In [None]:
%load_ext autoreload
%autoreload 2

In [None]:
import sys
sys.path.append("..")
sys.path.append(".")
import copy
import torch
import pickle
import numpy as np
from datetime import datetime
import plotly
import plotly.graph_objs as go
plotly.offline.init_notebook_mode(connected=True)

import robust_value_approx.train_value as train_value
import robust_value_approx.utils as utils
import plotting_utils

# Double Integrator Example

In [None]:
import double_integrator_utils

vf = double_integrator_utils.get_value_function(N=5)

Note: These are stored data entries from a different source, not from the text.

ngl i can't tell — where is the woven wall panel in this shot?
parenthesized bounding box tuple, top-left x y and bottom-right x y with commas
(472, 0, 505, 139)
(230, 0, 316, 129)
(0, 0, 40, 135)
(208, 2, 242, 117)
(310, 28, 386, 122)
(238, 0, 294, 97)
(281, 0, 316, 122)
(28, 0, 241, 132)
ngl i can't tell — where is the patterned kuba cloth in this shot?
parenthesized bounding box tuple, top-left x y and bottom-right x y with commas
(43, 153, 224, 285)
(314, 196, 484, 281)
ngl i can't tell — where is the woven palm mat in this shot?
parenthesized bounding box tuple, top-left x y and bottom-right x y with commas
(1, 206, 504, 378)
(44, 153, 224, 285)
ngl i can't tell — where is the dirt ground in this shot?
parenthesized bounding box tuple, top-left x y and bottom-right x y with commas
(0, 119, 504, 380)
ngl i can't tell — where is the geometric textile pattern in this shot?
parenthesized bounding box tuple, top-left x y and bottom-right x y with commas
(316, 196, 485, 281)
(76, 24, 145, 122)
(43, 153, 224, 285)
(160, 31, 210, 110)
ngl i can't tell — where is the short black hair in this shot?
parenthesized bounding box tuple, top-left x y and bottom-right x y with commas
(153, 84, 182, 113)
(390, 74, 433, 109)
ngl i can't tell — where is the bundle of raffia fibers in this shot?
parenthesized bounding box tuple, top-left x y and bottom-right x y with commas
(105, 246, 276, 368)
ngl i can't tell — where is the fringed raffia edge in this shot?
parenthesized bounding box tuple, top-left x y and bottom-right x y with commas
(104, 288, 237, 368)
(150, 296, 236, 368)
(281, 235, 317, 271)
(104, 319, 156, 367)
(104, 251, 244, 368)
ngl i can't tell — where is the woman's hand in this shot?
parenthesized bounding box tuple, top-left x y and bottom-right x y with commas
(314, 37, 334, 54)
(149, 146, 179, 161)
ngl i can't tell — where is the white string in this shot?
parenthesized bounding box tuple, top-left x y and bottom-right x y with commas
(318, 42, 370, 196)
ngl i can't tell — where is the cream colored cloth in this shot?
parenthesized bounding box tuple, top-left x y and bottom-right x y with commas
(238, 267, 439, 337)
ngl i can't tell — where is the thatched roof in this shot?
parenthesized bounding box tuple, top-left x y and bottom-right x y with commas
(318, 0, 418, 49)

x0_lo = -1 * torch.ones(vf.sys.x_dim, dtype=vf.dtype)
x0_up = 1 * torch.ones(vf.sys.x_dim, dtype=vf.dtype)

# validation options
num_breaks_validation = [100] * vf.sys.x_dim

# file options
sys_name = 'double_int'
x_samples_file = '../data/learn_value_function_' + sys_name + '_x'
v_samples_file = '../data/learn_value_function_' + sys_name + '_v'
model_file = '../data/' + sys_name

# neural network options
nn_width = 16
nn_depth = 1

# setting up adversarial training options
train_opt = train_value.AdversarialWithBaselineTrainingOptions()
train_opt.num_iter_desired = 1000
train_opt.num_steps_between_sampling = 200
train_opt.init_buffer_size = 100
train_opt.init_num_train_steps = 1000
train_opt.num_rand_extra = 0
train_opt.num_x_adv_opt = 20
train_opt.x_adv_max_iter = 3
train_opt.x_adv_conv_tol = 1e-5
train_opt.x_adv_lr = .2
train_opt.batch_size = 60
train_opt.max_buffer_size = 100000

num_training_run = 2

# Vertical Ball Paddle Example

In [None]:
import ball_paddle_utils

vf = ball_paddle_utils.get_value_function_vertical(N=5)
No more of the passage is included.